Bisnis.com, JAKARTA— Kementerian Perindustrian meminta seluruh pemangku kepentingan sangat selektif dalam menyelesaikan tujuh perundingan perjanjian kerja sama perdagangan bebas guna meminimalisir potensi penurunan kinerja industri.
Haris Munandar N., Kepada Badan Penelitian dan Pengembangan Industri Kemenperin, mengatakan tujuh perjanjian perdagangan bebas yang masih dalam tahap perundingan a.l Indonesia-Korea Comprehensive Economic Partnership Agreement (CEPA), Indonesia-Australia CEPA, Indonesia-India Comprehensive Economic Cooperation Arrangement (CECA), Regional Comprehensive Economic Partnership (RCEP), Indonesia-European Union EPA, Indonesia-EFTA dan Indonesia-Chile.
“Kita harus waspada melakukan perundingan ini. Pasalnya sejumlah kerja sama perdagangan bebas yang telah dijalin terbukti memperlebar defisit neraca perdagangan. Di sisi lain daya saing industri sulit terangkat akibat tiga faktor, yakni suku bunga tinggi serta beban logistik dan harga energi yang tinggi,” ujarnya.
Lebih detail, dalam lima tahun terakhir kinerja perdagangan Indonesia dengan Asean, China, Jepang, Korea Selatan, mengalami defisit. Adapun kinerja perdagangan yang cukup positif hanya didapatkan dari kerja sama perdagangan bebas dengan India dan Pakistan.
Berdasarkan analisa, ungkapnya, produk unggulan Indonesia di level Asean relatif terbatas, seperti furnitur, tekstil, pakaian jadi, produk kulit, dan sejenisnya. Hal itu juga tercermin dari komposisi ekspor ke China, di mana 60,34% merupakan produk manufaktur yang didominasi industri agro.
Selain mewaspadai kerja sama perdagangan bebas yang masih dalam tahap perundingan, seluruh pemangku kepentingan juga harus mencermati empat kerja sama perdangan bebas yang akan segera dihadapi yakni Indonesia-European Union CEPA, Indonesia-Peru CEPA, Free Trade Agreement of Asia Pacific (FTAAP), dan Trans Pacific Partnership (TPP).

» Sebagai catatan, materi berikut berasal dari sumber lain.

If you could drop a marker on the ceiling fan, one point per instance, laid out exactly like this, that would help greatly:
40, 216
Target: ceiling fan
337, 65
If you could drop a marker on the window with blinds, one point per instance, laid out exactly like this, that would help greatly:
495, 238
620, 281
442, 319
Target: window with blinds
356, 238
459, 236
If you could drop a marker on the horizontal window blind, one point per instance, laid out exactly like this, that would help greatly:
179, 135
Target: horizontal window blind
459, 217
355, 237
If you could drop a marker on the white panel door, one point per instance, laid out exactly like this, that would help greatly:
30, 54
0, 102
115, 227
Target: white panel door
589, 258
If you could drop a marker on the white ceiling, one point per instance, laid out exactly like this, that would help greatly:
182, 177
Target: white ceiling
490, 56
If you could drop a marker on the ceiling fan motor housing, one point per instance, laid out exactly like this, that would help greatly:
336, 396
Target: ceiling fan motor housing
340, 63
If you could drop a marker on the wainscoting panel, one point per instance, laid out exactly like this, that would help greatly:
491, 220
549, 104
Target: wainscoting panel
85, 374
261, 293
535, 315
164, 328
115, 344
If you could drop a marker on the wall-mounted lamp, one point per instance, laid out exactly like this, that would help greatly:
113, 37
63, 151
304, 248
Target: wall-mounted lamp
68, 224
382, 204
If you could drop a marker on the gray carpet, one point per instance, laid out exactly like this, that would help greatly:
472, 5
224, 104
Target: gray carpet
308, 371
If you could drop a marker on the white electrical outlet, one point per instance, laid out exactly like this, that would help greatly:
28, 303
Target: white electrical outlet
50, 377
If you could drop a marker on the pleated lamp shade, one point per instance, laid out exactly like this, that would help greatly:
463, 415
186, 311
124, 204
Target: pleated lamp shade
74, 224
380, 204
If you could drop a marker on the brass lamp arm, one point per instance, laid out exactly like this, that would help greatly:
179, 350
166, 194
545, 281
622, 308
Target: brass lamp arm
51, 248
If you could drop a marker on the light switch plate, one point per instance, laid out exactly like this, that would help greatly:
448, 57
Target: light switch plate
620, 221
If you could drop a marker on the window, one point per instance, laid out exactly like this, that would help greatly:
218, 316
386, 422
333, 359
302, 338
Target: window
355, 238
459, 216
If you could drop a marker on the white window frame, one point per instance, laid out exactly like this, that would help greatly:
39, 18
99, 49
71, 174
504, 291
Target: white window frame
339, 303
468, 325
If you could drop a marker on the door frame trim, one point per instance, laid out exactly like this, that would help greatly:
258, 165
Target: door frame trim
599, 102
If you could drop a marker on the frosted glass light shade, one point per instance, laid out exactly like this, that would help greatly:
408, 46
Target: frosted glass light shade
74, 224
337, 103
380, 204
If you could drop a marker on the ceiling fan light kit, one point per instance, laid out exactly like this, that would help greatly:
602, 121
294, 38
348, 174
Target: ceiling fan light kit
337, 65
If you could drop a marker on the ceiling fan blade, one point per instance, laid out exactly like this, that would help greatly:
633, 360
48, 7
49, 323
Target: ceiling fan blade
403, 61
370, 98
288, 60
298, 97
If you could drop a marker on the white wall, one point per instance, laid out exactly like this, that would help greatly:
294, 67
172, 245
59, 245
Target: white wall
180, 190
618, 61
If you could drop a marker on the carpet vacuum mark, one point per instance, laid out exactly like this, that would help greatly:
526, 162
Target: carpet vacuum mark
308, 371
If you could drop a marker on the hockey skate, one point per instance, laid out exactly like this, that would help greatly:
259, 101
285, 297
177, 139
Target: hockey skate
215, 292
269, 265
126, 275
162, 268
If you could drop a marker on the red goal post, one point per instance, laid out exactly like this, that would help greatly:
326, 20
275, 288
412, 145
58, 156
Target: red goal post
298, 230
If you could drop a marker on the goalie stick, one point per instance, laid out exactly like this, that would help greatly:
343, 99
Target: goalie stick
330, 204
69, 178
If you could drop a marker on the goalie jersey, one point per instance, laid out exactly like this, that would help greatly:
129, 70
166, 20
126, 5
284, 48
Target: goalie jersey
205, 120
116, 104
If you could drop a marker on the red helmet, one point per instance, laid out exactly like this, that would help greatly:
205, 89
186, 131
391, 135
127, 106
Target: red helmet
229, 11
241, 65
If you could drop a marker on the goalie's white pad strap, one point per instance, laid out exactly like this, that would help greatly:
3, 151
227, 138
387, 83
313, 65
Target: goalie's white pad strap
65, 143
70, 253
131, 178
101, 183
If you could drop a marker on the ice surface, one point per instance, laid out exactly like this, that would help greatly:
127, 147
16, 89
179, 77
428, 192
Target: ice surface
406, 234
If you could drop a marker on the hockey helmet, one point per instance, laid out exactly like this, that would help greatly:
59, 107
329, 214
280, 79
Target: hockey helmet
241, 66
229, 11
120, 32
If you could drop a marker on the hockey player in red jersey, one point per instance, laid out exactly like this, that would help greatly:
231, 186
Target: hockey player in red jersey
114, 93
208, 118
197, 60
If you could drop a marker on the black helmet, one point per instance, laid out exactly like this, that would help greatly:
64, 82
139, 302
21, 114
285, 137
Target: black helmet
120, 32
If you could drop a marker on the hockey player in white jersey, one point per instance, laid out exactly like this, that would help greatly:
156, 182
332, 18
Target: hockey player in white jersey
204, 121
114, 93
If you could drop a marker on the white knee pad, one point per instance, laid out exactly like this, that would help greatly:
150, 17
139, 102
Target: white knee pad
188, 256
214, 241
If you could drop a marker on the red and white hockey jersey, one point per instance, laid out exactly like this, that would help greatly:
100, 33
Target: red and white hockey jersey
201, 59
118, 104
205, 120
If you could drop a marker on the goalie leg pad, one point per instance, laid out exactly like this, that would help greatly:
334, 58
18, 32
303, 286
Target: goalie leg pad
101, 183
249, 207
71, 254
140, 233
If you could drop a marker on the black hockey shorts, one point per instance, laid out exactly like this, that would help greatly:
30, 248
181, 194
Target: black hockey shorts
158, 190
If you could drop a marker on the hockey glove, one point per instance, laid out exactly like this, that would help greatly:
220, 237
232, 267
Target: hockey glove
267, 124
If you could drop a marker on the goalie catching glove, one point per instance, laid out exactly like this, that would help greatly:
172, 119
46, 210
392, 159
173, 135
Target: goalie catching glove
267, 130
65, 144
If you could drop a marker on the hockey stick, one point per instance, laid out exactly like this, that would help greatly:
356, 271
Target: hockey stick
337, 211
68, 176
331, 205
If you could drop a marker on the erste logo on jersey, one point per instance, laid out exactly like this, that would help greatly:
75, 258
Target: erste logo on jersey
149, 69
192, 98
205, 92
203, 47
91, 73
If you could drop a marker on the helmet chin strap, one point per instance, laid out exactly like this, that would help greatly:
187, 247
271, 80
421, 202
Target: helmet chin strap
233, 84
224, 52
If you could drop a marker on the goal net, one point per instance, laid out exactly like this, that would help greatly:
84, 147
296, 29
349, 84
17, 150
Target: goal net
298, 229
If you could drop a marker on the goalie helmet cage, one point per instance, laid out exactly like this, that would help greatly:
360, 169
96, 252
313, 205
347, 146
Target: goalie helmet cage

Haris mengungkapkan, selama era suku bunga tinggi, ongkos logistik tinggi serta harga energi mahal masih berlangsung, industri dalam negeri sulit mengambil peluang emas dari berbagai perjanjian perdagangan bebas yang dijalin oleh negara.
Saat ini, rata-rata harga energi gas di Indonesia mencapai US$9 per MMbtu, paling tinggi dibandingkan dengan produsen lain seperti Singapura US$5 per MMbtu, Malaysia US$4,47 per MMbtu, Filipina US$5,43 per MMbtu, Vietnam US$7,5 per MMbtu, India US$5,4 per MMbtu dan China US$5,5 per MMbtu.
Di sisi lain, suku bunga acuan Bank Indonesia yang ditetapkan sebesar 7,5% menjadi yang tertinggi kedua di Asean setelah Myanmar sebesar 10%. Suku bunga acuan Indonesia sangat tinggi jika dibandingkan dengan Singapura 0,21%, Kamboja 1,42%, Thailand 1,5% dan lainnya.
Adapun kinerja logistik Indonesia berdasarkan laporan Bank Dunia pada 2014 berada di urutan ke-53 dari 160 negara. Dari enam sub-indeks yang dinilai, lembaga internasional ini memberi nilai rendah pada indikator kemudahan dalam menentukan harga pengiriman.
Khusus untuk rencana kerja sama perdagangan bebas dalam TPP, Kemenperin menghitung blok dagang ini dapat memberikan 18 kerugian dan hanya empat keuntungan bagi Indonesia. Kerugian itu seperti BUMN terancam korporasi asing, dominasi perusahaan asing dalam pengadaan barang dan jasa, UMKM sulit mengakses pasar TPP dan lainnya.
Sebagai perbandingan, kerja sama perdagangan bebas dengan RCEP lebih menguntungkan ketimbang TPP. Hal itu terlihat dari jumlah populasi RCEP yang mencapai 3,5 miliar orang, sementara TPP hanya 0,81 miliar. Selain itu, RCEP memegang 28,3% perdagangan dunia, sementara TPP 27,5%.